Statins Don’t Work to Prevent First Heart Attacks

  • Recently, the Cochrane Group did a review of all the major statin studies by an international group of independent scientists.
  • The review failed to show benefit in using statins to prevent heart attacks and death. In addition, many other studies support this and point out the frequent and significant side effects that come with taking these drugs
  • But this is not the case with statins. These drugs frequently cause muscle damage, muscle cramps, muscle weakness, muscle aches, exercise intolerance (even in the absence of pain and elevated CPK), sexual dysfunction, liver and nerve damage and other problems in 10-15 percent of patients who take them
  • They can also cause significant cellular, muscle and nerve injury as well as cell death in the absence of symptoms.
  • There is no lack of research calling into question the benefits of statins.
  • Unfortunately, that research doesn’t get the benefit of billions of dollars of marketing and advertising that statins do.
  • JUPITER trial showed that lowering LDL without a reduction in inflammation (measured by C-reactive protein) didn’t prevent heart attacks or death.
  • Statins happen to reduce inflammation, so the study has been touted as proof of the effectiveness of these medications.
  • It wasn’t lowering the cholesterol that helped (which is the intended purpose of statins), but the fact that they lower inflammation.
  • What is ignored by people who use this study to prove that statins work is the fact that there are so many better ways to lower inflammation than taking these drugs.

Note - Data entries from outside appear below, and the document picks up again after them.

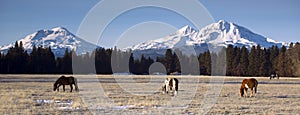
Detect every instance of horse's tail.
[254,80,258,93]
[74,77,79,91]
[174,78,179,91]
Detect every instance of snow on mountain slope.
[126,20,284,50]
[0,27,97,57]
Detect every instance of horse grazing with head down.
[53,76,79,92]
[162,78,179,95]
[240,78,258,97]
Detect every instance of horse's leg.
[166,84,170,93]
[70,84,73,92]
[173,80,178,96]
[56,84,60,92]
[250,88,253,97]
[244,88,248,97]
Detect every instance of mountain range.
[0,20,286,57]
[125,20,286,56]
[0,27,97,57]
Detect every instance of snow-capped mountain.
[126,20,284,54]
[0,27,97,57]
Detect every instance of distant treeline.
[0,42,300,76]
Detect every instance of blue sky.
[0,0,300,45]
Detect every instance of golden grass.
[0,75,300,114]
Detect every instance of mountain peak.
[176,25,196,35]
[0,27,97,57]
[51,26,68,31]
[126,20,283,50]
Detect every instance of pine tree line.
[0,42,300,76]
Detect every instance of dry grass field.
[0,75,300,115]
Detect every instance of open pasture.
[0,75,300,114]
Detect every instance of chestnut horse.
[53,76,78,92]
[162,78,179,95]
[240,78,258,97]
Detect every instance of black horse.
[270,73,279,79]
[53,76,79,92]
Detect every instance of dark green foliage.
[0,42,300,76]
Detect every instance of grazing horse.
[240,78,258,97]
[53,76,79,92]
[270,73,279,80]
[162,78,179,95]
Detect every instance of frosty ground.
[0,75,300,114]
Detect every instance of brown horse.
[53,76,79,92]
[240,78,258,97]
[162,78,179,95]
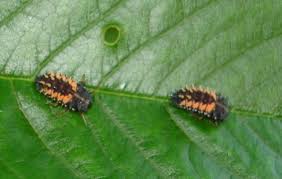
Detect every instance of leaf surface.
[0,0,282,178]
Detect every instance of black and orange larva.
[35,72,92,112]
[171,86,229,123]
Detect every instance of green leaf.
[0,0,282,178]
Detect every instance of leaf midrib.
[0,75,282,120]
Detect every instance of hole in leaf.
[103,24,121,46]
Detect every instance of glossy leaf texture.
[0,0,282,178]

  • Some studies even show that aggressive lowering of cholesterol can cause more heart disease. The ENHANCE trial showed that aggressive cholesterol treatment with two medications (Zocor and Zetia) lowered cholesterol much more than one drug alone, but led to more arterial plaque and no fewer heart attacks
  • Other research calls into question our focus on LDL or the bad cholesterol. We focus on it because we have good drugs to lower it, but it may not be the real problem. The real problem is low HDL that is caused by insulin resistance (diabesity).
  • Studies show that if the LDL cholesterol is lowered in people with low HDL cholesterol that is a marker of diabesity the continuum of obesity, prediabetes and diabetes there’s no benefit.

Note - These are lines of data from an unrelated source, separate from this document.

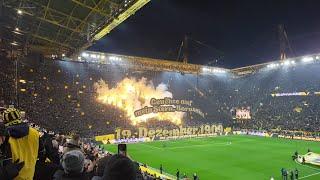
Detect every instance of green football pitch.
[105,136,320,180]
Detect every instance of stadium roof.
[0,0,150,56]
[71,51,320,76]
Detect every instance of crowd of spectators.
[0,108,172,180]
[0,54,320,137]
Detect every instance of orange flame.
[94,78,184,125]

  • Most people simply ignore the fact that 50-75 percent of people who have heart attacks have normal cholesterol.
  • The Honolulu Heart Study showed older patients with lower cholesterol have higher risks of death than those with higher cholesterol.

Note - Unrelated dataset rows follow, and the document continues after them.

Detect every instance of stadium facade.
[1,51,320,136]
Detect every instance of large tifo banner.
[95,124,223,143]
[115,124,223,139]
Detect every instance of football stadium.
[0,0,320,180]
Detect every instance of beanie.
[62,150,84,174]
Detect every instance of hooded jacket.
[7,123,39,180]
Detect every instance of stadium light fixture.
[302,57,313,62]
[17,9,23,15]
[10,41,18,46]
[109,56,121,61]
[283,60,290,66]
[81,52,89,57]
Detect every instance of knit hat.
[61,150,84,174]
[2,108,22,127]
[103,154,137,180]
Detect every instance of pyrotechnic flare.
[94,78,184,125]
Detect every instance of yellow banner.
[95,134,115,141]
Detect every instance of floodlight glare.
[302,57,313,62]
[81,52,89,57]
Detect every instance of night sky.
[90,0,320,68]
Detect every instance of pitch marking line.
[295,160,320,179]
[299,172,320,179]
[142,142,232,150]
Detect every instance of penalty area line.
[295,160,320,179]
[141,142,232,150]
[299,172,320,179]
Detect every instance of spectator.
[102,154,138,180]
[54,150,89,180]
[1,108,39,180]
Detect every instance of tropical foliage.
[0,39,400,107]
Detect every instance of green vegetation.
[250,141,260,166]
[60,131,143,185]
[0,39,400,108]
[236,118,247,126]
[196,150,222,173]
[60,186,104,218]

  • Some patients with multiple risk factors, or who have had previous heart attacks do benefit, but when you look closely the results are underwhelming.
  • For high-risk males (those who are overweight and have high blood pressure, diabetes, and/or a family history of heart attacks) and are younger than 69 there is some evidence of benefit, but 100 men would need to be treated to prevent just one heart attack.
  • That means that 99 out of 100 men who take the drug receive no benefit. Drug ads say the risk is reduced by 33 percent. Sounds good, but that just means the risk of getting a heart attack goes down from 3 percent to 2 percent.
  • Despite the extensive data showing that statins are a questionable therapy at best, they are still the No. 1 selling drug in the US.
  • Why would respected scientists go against the overwhelming research that statins don’t prevent heart disease in people who haven’t already had a heart attack?
  • You can find the answer if you follow the money. Eight of the nine experts on the panel who developed these guidelines had financial ties to the drug industry. Thirty-four other non-industry affiliated experts sent a petition to protest the recommendations to the National Institutes of Health saying the evidence was weak.

What Should Women Do?

  • It is time to push the sacred cow of statins overboard.
  • If you have had a heart attack, or have heart disease, the evidence shows they do in fact help protect against a second heart attack, so keep taking them.
  • However, you should be aware that most prescriptions for statins are given to healthy people whose cholesterol is a little high. For these folks the risk clearly outweighs the benefit.